The troops that you deploy together, Allies you annoy together, Cities you destroy together, That make perfect relationships.
Uh-huh. . . Mm-Hmmm. . .
For my next number, please jump over to capitoilette.
I feel a little sorry for the ladies and gentlemen of the press who are paid to suffer through daily bull sessions with White House Press Secretary Tony Snow. I’m not supposed to feel sorry for them, I suppose, because Snow is theoretically so affable and charming, and has such “a way” about him, and speaks everyone’s language having once been, nominally anyway, a member of the fourth estate himself. But, feel sorry I must.
One week ago, Dafna Linzer and Thomas Ricks of the Washington Postpublished details of a classified Marine Corps intelligence report that concludes that in Western Iraq
“The social and political situation has deteriorated to a point” that U.S. and Iraqi troops “are no longer capable of militarily defeating the insurgency in al-Anbar.”
This report, though brought out in the open in late November, has been circulating amongst war planners since August.
Monday saw the death toll from a Marine helicopter crash in Anbar province raised to four. Add to those, six other US soldiers killed on the ground in al-Anbar since December 1st, and the 90 other service personnel killed in that province from the start of September through the end of November, and you have 100 Americans killed fighting in a battle for a province that had already been determined to be militarily un-winnable.
That’s one hundred dead men and women—100 mothers, fathers, sons, and daughters killed—and for what, exactly? If the United States is “no longer capable of militarily defeating the insurgency in al-Anbar,” then why are they still fighting in al-Anbar? Why are soldiers being put in harm’s way if they can’t do anything but lose?
Of course, Anbar province is just one section of countrywide failure of policy and strategy, but it is a stunning example of the senseless carnage this war has wrought. Whether inept, callous, or cynical in conceptualization, it is wholly disgusting in its execution.
There is the now famous John Kerry quote, “How do you ask a man to be the last man die for a mistake?” I ask, how do continue to ask men and women to die for an already well understood disaster?
“the US did not invade Iraq—it entered a conflict that had not ended”

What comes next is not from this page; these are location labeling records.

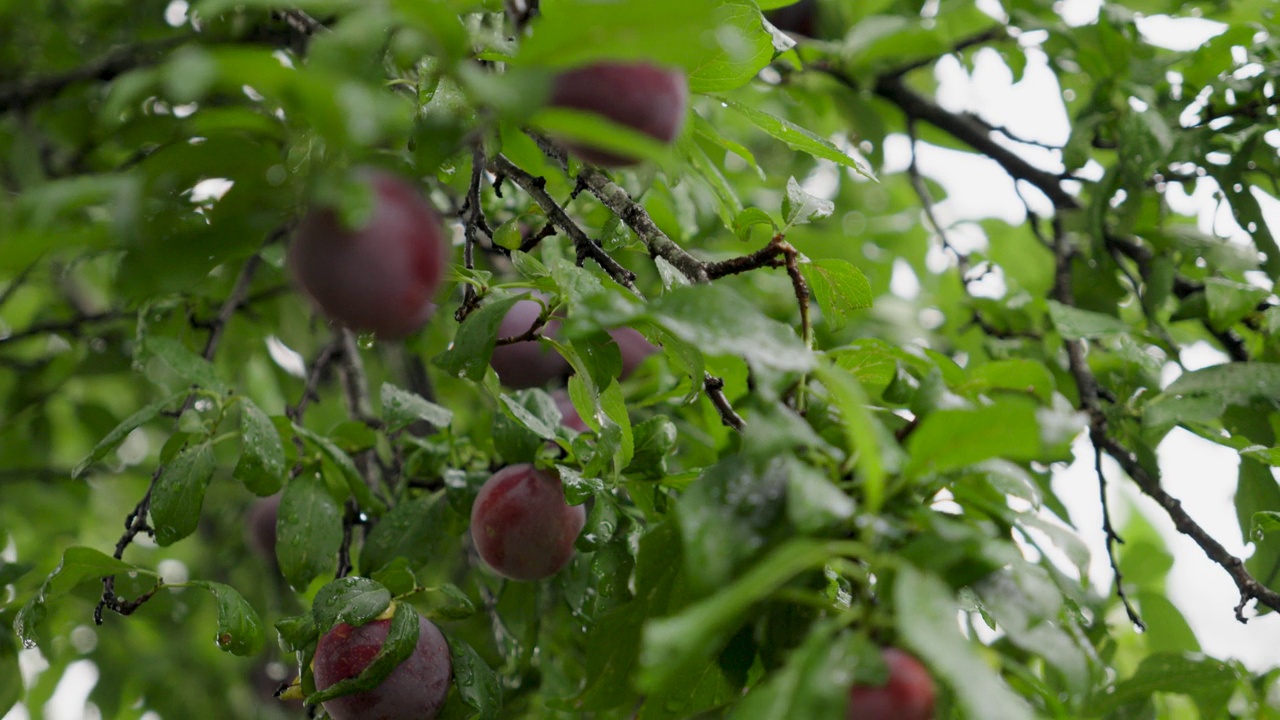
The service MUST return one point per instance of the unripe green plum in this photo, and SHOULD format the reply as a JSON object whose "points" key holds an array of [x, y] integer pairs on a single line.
{"points": [[647, 98], [414, 691], [526, 364], [908, 695], [521, 524], [379, 277]]}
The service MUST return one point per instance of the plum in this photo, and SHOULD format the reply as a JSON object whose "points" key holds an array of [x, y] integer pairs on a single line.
{"points": [[379, 277], [521, 524], [643, 96], [530, 363], [414, 691], [908, 695]]}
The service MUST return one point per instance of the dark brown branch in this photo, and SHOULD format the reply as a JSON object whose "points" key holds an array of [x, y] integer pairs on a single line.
{"points": [[631, 213], [714, 388], [319, 367], [584, 245], [973, 132], [1112, 538], [1087, 384]]}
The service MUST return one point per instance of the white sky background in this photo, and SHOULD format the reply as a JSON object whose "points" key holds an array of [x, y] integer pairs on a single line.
{"points": [[1194, 470], [1197, 472]]}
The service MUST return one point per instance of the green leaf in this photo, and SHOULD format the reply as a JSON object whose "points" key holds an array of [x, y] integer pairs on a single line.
{"points": [[814, 683], [680, 645], [949, 440], [731, 514], [576, 32], [297, 632], [1230, 302], [414, 529], [240, 629], [351, 600], [798, 137], [402, 408], [839, 287], [744, 49], [720, 322], [179, 493], [117, 436], [401, 639], [1208, 682], [78, 565], [534, 410], [10, 677], [867, 438], [799, 208], [261, 463], [10, 572], [309, 531], [350, 473], [814, 502], [1230, 383], [748, 219], [926, 618], [1078, 324], [476, 683], [182, 361], [1028, 607], [1020, 376], [472, 346]]}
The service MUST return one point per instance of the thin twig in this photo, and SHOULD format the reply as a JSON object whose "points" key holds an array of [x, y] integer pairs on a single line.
{"points": [[472, 224], [1112, 538], [584, 245], [714, 388]]}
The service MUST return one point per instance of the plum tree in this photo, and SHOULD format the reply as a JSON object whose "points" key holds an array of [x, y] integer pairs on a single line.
{"points": [[908, 695], [528, 363], [521, 524], [415, 689], [382, 276], [647, 98]]}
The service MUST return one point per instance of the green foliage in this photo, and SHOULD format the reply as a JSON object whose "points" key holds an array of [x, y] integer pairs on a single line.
{"points": [[814, 464]]}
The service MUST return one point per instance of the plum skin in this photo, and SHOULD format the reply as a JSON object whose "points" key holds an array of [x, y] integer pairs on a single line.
{"points": [[909, 693], [414, 691], [521, 524], [380, 277], [526, 364], [643, 96]]}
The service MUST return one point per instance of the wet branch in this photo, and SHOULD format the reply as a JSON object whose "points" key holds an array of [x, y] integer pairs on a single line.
{"points": [[584, 245]]}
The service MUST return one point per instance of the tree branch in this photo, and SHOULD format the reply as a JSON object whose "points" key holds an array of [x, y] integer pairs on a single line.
{"points": [[585, 246]]}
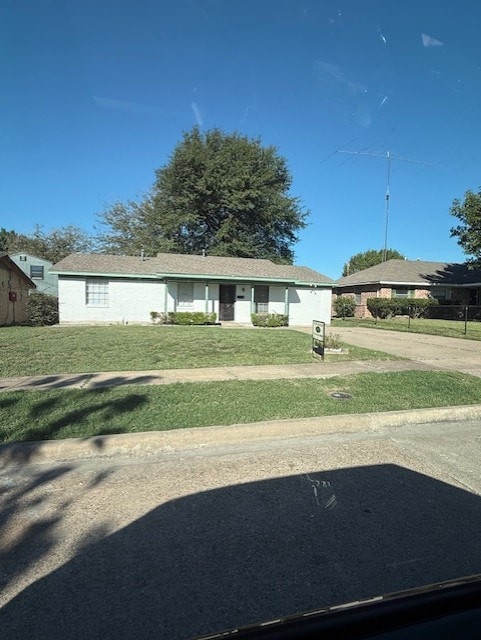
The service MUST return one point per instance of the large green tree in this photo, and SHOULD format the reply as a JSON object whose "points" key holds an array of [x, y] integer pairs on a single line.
{"points": [[369, 258], [225, 193], [468, 231], [51, 245]]}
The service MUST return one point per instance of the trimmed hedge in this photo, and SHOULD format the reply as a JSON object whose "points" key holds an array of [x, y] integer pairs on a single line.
{"points": [[42, 309], [183, 317], [388, 307], [269, 320], [344, 306]]}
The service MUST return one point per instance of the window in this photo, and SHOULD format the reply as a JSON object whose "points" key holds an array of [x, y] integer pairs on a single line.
{"points": [[402, 292], [185, 295], [261, 298], [36, 272], [96, 293]]}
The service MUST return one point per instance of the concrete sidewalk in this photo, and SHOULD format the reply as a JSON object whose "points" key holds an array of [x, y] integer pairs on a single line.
{"points": [[212, 374]]}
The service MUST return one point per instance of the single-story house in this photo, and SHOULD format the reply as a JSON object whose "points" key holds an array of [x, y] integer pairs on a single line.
{"points": [[450, 283], [97, 288], [14, 288], [37, 269]]}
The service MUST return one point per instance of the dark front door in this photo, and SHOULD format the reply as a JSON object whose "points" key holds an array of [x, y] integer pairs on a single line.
{"points": [[227, 301]]}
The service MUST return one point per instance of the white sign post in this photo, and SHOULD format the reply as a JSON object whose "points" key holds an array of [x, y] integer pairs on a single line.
{"points": [[318, 337]]}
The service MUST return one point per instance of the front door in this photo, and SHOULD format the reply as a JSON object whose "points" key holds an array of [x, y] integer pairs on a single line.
{"points": [[226, 302]]}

Reason number infinity squared for the 2003 invasion of Iraq was articulated Sunday night by the Hoover Institution’s Dr. Kiron Skinner in an interview with the BBC (I wish they would post a transcript, but I wrote this down as I heard it, and I believe my quotes are close to verbatim). Dr. Skinner, who is a former member of Rummy’s Feith and Bum corps (also know as Defense Secretary Donald Rumsfeld’s Defense Policy Board), and has worked extensively with former Secretary of State George Schultz and current one Condoleezza Rice, was asked to react to an earlier BBC interview with outgoing UN Chief Kofi Annan.
In that piece, Mr. Annan said that the situation in Iraq was now worse than it was under Saddam Hussein and worse than the civil war that gripped Lebanon in the 1980’s.

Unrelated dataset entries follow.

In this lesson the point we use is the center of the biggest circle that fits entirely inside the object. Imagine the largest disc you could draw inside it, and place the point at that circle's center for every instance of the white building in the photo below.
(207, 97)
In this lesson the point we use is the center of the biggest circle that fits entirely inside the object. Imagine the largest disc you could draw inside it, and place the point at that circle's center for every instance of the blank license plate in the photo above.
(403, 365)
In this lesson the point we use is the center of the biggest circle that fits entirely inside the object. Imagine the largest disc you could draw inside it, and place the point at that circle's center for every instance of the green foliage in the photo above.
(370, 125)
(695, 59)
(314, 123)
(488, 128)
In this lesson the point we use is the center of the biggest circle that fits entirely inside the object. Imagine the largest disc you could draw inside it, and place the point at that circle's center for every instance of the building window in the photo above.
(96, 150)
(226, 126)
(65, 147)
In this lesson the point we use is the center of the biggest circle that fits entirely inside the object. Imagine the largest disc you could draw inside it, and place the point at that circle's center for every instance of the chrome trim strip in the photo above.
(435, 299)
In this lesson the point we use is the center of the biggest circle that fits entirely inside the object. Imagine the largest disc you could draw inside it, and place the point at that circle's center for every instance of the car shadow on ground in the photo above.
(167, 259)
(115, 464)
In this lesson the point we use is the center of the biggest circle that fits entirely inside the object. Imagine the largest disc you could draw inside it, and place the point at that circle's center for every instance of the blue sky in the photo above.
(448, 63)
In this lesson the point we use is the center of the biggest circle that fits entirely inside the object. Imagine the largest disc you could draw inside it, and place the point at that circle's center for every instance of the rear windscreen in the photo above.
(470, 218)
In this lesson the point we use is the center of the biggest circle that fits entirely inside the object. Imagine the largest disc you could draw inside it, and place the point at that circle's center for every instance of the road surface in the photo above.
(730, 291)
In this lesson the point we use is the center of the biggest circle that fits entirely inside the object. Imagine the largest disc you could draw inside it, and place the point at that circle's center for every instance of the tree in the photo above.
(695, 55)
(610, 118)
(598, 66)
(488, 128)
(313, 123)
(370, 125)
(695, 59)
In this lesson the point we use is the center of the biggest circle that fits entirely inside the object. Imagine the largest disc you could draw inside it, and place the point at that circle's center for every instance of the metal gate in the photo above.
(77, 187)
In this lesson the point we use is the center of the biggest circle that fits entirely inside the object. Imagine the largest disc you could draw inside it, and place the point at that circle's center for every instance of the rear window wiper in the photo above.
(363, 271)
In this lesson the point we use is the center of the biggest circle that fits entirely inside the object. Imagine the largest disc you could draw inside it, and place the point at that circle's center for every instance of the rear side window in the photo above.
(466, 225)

Dr. Skinner (who, by the way, is the woman who uncovered the letter by Ronald Reagan where he admitted to thinking that sex was “tinged with evil” until a “fine old gentlemen” counseled him to observe the primitive Polynesians. . . really) chastised the Secretary General, saying that, “There were many reasons for going into Iraq, not just to search for weapons of mass destruction, but most importantly, perhaps, because Iraq was in violation of a host of UN resolutions put in place at the end of the last Gulf War.” She continued that, thusly, “The US did not invade Iraq—it entered a conflict that had not ended.”
Asked to comment on the continued violence and the failures of White House war policy, Skinner said, “Emerging democracies often war with one another.”
One wonders which emerging democracies she includes in her assertion. As I see it, she could only be referring to Iraq and the Untied States.